For most of the year, Davos is simply the largest mountain ski resort in Switzerland - home to just over 10,000 permanent residents.
However, for four action-packed days every January, the population swells by some 25%, as the highest town in the Alps plays host to a stellar invitation-only guest list from the worlds of politics, economics, business, celebrity and media.
Davos is the exclusive venue for the annual meeting of the World Economic Forum (WEF), which welcomes to the podium every 12 months a wealth of world leaders, Nobel Laureates and corporate icons.
On the programme for 2019 were such luminaries as the Chancellor of Germany Angela Merkel, the Duke of Cambridge and the CEO of Microsoft Satya Nadella.
We need to do much, much better than 9%
The garden is on fire
With the environment high on the agenda, the media was abuzz with sustainability soundbites from speakers of all ages: broadcaster Sir David Attenborough, 92, declared “the Garden of Eden is no more”; 16-year-old activist Greta Thunberg - the inspiration behind the School Strikes 4 Climate Action campaign - urged us to panic and “act as if the house was on fire”.
Proceedings and pronouncements are hyper-newsworthy. As a state-of-the-planet summit, this global get-together serves to set the big-picture agenda and tone for the year ahead. Despite the rarified air of its elevated location, however, Davos does not happen in isolation: it too is inevitably influenced by recent and current world events and trends.
The backdrop for 2019 included the latest alarming outputs of the UN Intergovernmental Panel on Climate Change (IPCC), warning us we have just 12 years left to act. The week before Davos, the WEF’s own Global Risks Report upped the ante still further. Its survey found that extreme weather and climate policy failures are seen as the gravest threats, over a 10-year horizon.
As if proof were needed, international news channels either side of the event carried tragic stories of fatalities lost in flash floods in the Philippines and Indonesia, plus flame-red maps of record-busting heatwaves in Australia. The month of January also saw cities as diverse as Vancouver, in Canada, plus Oxford, England, publicly declaring a state of climate emergency.
This rising sense of urgency, though, is matched by one of doubt. For all the investment in renewable energy worldwide, political progress on climate policy goals is painfully slow: as few as 16 countries out of the 197 that signed the Paris Agreement had actually defined suitably ambitious climate action plans ahead of the UN COP24, held in Katowice, in December.
In truth, Davos was in need of some good news: the stage was set for a gamechanger…
A big idea, not a new idea
Surprisingly, though, the big idea was not new at all, just underappreciated: the circular economy. So, could widespread adoption of circular economy principles alone fix climate change? No. It could though galvanise both a mindset-shift around resource value and a step-change in impact reduction to help deliver that much-needed climate reboot, a lot faster.
Launched at Davos, the Circularity Gap Report 2019 revealed the true depth of the relationship between climate change and resource use.
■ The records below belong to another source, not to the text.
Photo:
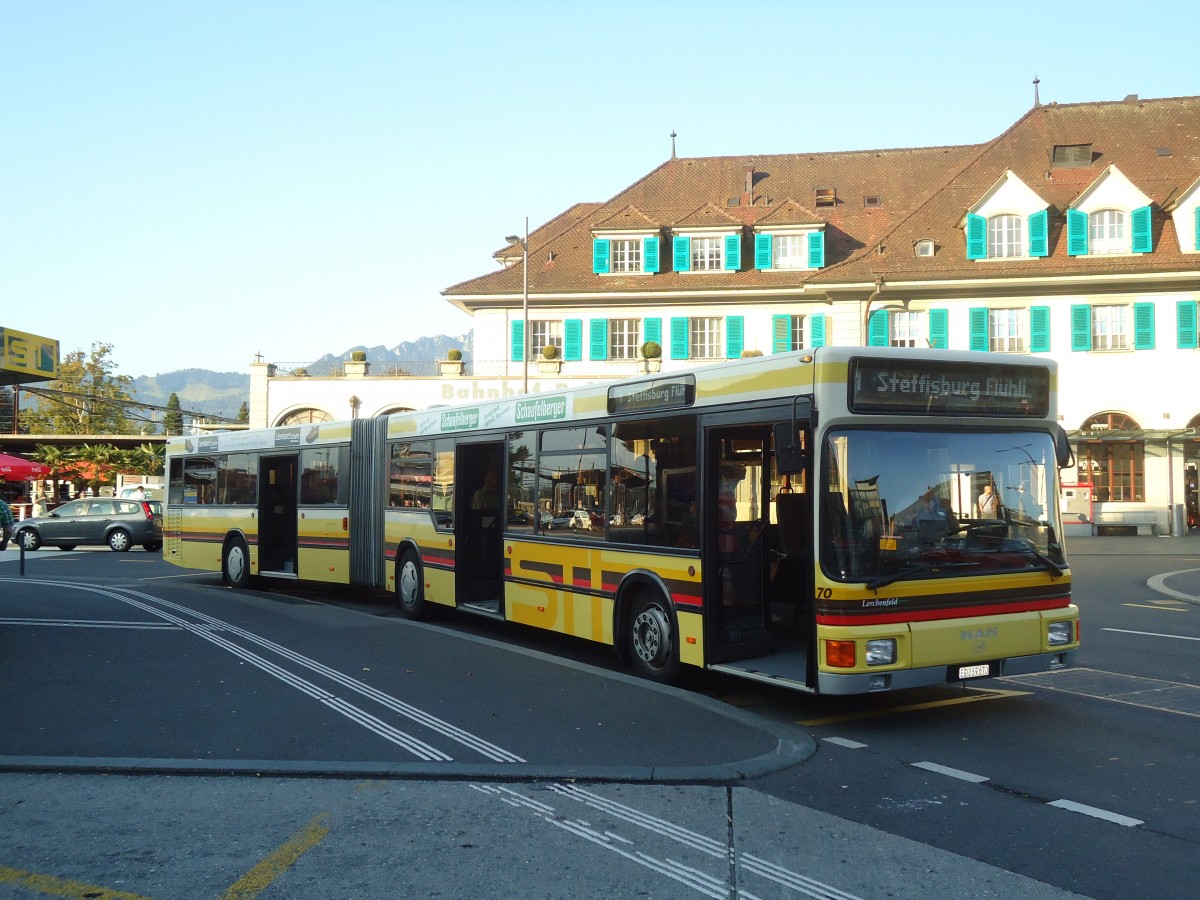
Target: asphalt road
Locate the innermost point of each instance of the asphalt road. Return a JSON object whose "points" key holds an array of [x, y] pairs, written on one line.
{"points": [[162, 736]]}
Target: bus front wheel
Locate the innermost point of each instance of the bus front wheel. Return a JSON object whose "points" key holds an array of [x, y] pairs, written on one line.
{"points": [[409, 586], [235, 564], [653, 646]]}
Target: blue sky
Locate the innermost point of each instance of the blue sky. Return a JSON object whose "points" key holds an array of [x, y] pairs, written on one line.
{"points": [[196, 183]]}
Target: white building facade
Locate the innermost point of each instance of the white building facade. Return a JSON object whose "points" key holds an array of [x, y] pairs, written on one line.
{"points": [[1074, 235]]}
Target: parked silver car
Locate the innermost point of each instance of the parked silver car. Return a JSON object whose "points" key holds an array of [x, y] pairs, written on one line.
{"points": [[95, 521]]}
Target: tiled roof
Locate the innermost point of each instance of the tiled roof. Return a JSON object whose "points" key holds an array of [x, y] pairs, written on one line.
{"points": [[923, 195], [1126, 133]]}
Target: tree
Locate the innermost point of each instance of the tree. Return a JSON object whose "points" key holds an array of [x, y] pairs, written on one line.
{"points": [[88, 397], [173, 419]]}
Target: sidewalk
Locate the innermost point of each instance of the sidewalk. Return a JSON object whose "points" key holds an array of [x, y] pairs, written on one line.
{"points": [[1147, 545]]}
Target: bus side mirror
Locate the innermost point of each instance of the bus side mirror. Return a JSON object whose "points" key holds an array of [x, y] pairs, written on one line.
{"points": [[790, 457], [1063, 455]]}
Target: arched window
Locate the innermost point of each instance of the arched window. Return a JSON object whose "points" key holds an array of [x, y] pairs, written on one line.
{"points": [[1107, 232], [1006, 237], [1114, 466], [306, 417], [1111, 421]]}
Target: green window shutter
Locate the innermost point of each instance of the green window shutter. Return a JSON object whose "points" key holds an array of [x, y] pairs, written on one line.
{"points": [[600, 256], [598, 340], [1077, 237], [735, 336], [1186, 324], [573, 340], [651, 255], [682, 255], [1039, 329], [679, 337], [780, 334], [977, 322], [939, 329], [1080, 327], [733, 251], [816, 250], [1144, 327], [1143, 235], [763, 250], [1039, 225], [652, 330], [977, 237], [817, 330], [519, 341], [877, 329]]}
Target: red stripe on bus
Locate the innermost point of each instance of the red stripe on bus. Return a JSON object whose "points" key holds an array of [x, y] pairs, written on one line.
{"points": [[958, 612]]}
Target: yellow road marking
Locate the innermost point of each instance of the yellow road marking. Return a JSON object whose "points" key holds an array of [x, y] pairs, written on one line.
{"points": [[917, 707], [52, 886], [258, 879]]}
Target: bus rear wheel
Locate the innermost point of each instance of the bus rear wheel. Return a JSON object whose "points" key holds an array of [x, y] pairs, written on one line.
{"points": [[411, 586], [235, 564], [653, 646]]}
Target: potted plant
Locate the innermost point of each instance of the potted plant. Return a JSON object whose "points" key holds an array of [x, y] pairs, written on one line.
{"points": [[357, 365], [453, 363], [651, 358], [550, 363]]}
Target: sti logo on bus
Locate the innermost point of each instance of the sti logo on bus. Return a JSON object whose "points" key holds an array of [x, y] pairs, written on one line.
{"points": [[540, 409], [460, 419], [21, 352]]}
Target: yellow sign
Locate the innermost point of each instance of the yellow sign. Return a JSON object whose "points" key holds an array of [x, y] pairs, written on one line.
{"points": [[30, 355]]}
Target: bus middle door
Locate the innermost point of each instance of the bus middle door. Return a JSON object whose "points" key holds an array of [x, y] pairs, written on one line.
{"points": [[277, 511], [736, 514]]}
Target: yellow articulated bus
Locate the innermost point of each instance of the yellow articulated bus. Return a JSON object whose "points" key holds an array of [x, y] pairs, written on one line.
{"points": [[837, 521]]}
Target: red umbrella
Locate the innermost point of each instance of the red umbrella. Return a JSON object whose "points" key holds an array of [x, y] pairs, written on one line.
{"points": [[13, 468]]}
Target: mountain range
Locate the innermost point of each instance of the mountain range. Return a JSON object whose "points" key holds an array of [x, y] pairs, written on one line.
{"points": [[221, 394]]}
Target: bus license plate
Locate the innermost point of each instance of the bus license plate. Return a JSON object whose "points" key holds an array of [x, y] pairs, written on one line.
{"points": [[982, 671]]}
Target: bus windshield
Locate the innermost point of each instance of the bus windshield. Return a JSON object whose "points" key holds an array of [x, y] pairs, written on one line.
{"points": [[925, 504]]}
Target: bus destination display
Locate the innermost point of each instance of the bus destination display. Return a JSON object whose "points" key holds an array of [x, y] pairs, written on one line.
{"points": [[660, 394], [929, 388]]}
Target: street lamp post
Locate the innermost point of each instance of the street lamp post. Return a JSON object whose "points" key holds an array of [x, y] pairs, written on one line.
{"points": [[525, 304]]}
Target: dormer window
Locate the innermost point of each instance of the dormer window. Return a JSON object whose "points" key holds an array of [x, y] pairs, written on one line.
{"points": [[1104, 232], [789, 251], [1071, 156], [707, 252], [1107, 232], [625, 255], [1006, 237], [1008, 222]]}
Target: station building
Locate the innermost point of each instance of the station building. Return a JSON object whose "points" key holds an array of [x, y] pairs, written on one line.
{"points": [[1074, 234]]}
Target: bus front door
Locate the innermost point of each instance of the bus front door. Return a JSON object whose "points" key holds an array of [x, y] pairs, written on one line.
{"points": [[736, 514], [277, 515]]}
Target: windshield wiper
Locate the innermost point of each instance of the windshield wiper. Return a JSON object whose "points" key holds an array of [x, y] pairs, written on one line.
{"points": [[924, 565], [1043, 561]]}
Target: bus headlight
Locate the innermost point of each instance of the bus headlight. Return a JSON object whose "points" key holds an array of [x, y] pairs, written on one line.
{"points": [[881, 652], [1060, 633]]}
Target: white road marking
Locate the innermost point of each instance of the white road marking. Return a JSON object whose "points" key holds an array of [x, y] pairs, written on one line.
{"points": [[209, 625], [845, 742], [1159, 583], [953, 773], [1150, 634], [1071, 805]]}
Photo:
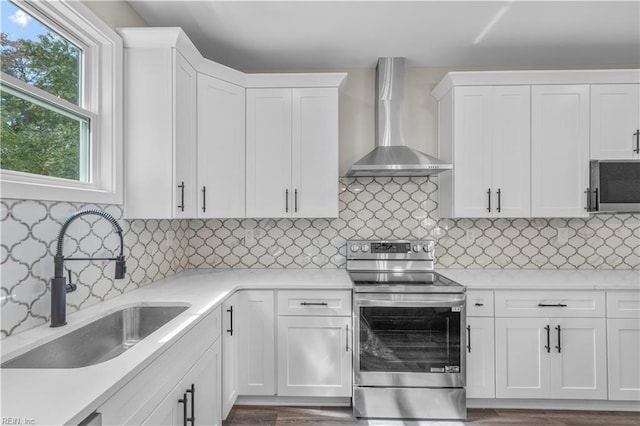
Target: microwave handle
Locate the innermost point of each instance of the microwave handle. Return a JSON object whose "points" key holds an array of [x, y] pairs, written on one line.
{"points": [[588, 192]]}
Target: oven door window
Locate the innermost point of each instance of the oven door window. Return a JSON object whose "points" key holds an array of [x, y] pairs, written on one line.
{"points": [[409, 339], [619, 182]]}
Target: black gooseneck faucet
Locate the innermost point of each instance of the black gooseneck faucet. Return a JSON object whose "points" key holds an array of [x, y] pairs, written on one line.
{"points": [[59, 288]]}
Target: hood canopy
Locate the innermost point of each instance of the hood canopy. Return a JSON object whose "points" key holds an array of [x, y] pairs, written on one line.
{"points": [[391, 157]]}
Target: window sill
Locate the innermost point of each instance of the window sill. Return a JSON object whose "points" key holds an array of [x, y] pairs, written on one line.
{"points": [[79, 193]]}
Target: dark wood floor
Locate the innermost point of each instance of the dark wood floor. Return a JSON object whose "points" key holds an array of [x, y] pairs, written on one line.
{"points": [[332, 416]]}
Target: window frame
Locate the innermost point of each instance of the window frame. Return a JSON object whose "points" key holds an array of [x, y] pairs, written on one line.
{"points": [[101, 101]]}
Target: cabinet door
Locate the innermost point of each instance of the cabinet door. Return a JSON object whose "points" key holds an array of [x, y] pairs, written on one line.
{"points": [[559, 150], [315, 152], [230, 354], [481, 380], [511, 151], [314, 356], [578, 358], [256, 342], [185, 116], [201, 401], [615, 119], [522, 361], [624, 353], [269, 192], [472, 151], [221, 149]]}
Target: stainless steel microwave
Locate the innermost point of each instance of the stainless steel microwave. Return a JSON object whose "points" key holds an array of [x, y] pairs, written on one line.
{"points": [[614, 186]]}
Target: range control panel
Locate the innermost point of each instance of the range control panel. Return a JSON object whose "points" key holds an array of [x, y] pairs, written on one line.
{"points": [[399, 250]]}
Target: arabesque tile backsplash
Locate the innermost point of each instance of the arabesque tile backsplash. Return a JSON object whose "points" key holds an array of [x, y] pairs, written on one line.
{"points": [[381, 208]]}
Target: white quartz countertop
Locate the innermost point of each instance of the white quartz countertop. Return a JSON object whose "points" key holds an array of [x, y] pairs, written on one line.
{"points": [[67, 396], [543, 279]]}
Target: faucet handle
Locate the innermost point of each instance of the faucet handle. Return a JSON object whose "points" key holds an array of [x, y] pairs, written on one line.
{"points": [[70, 286]]}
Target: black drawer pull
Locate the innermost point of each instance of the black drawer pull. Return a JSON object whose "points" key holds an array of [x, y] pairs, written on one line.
{"points": [[548, 345], [314, 304], [230, 330]]}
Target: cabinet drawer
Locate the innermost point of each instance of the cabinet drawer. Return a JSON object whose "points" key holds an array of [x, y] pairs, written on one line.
{"points": [[314, 302], [550, 304], [624, 304], [479, 303]]}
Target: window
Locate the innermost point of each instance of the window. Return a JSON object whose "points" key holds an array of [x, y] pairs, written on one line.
{"points": [[61, 86]]}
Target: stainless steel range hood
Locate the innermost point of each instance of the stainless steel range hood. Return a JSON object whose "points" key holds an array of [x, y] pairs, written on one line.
{"points": [[391, 157]]}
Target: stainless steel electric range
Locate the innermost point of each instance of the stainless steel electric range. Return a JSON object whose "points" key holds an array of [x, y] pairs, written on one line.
{"points": [[409, 326]]}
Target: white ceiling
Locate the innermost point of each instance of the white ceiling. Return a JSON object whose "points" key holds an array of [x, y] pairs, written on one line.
{"points": [[271, 35]]}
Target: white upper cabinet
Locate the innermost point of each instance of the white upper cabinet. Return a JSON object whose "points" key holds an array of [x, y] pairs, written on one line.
{"points": [[292, 152], [490, 150], [315, 152], [221, 148], [520, 141], [205, 141], [160, 131], [615, 121], [269, 152], [559, 150]]}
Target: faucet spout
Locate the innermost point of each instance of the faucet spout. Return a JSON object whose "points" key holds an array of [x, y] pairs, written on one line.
{"points": [[59, 287]]}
The eye-popping figures from Amsterdam-based think tank Circle Economy suggest that up to 62% of global greenhouse gas emissions are released during the extraction, processing and manufacturing of goods to serve society’s needs; only 38% are emitted in the delivery and use of products and services.
What this means is that embracing circular economy business models to minimise unnecessary extraction, optimise resource efficiency and extend product lifespans can help get the world on target to achieve Paris goals of limiting global warming to 1.5°C, as per IPCC recommendations.
Ironically, however, the Report also delivers the damning indictment that the circular economy itself is by no means a global success story, as yet. In fact, it confirms our world is only 9% circular and showing no immediate signs of improvement. We reuse as little as 9% of the 92.8 billion tonnes of minerals, fossil fuels, metals and biomass entering the economy annually - all the other 91% we waste. This spectacular shortfall is dubbed the ‘Circularity Gap’.
So, what is the good news in all of this?
The opportunity is massive. Representing a deliverable decoupling of economic growth from unsustainable resource extraction and emissions, circularity is the paradigm shift behind the "rapid, far-reaching and unprecedented changes in all aspects of society”, called for in Paris.
The opportunity is also real. The Report offers specific takeaways to help identify next steps, sets out key strategies and provides recommendations for governments. In addition, it applies Circularity Gap Metric analysis to specific industry sectors, notably the built environment.
Raw numbers for the built environment are indicative of the scope and scale of potential for the circular economy.
What a prize
The sector is forecast to grow dramatically by 2050, but already accounts for approximately one fifth of all global emissions and consumes nearly half of all materials going into the economy – some 42.4 billion tonnes a year. This is the size of the prize.
So far, climate strategies have focused on renewable power generation and storage, energy efficiency and avoiding deforestation. The circular economy is the missing piece in the jigsaw.
The word from Davos is: if we want to live in a 1.5°C world, it must be more than 9% circular.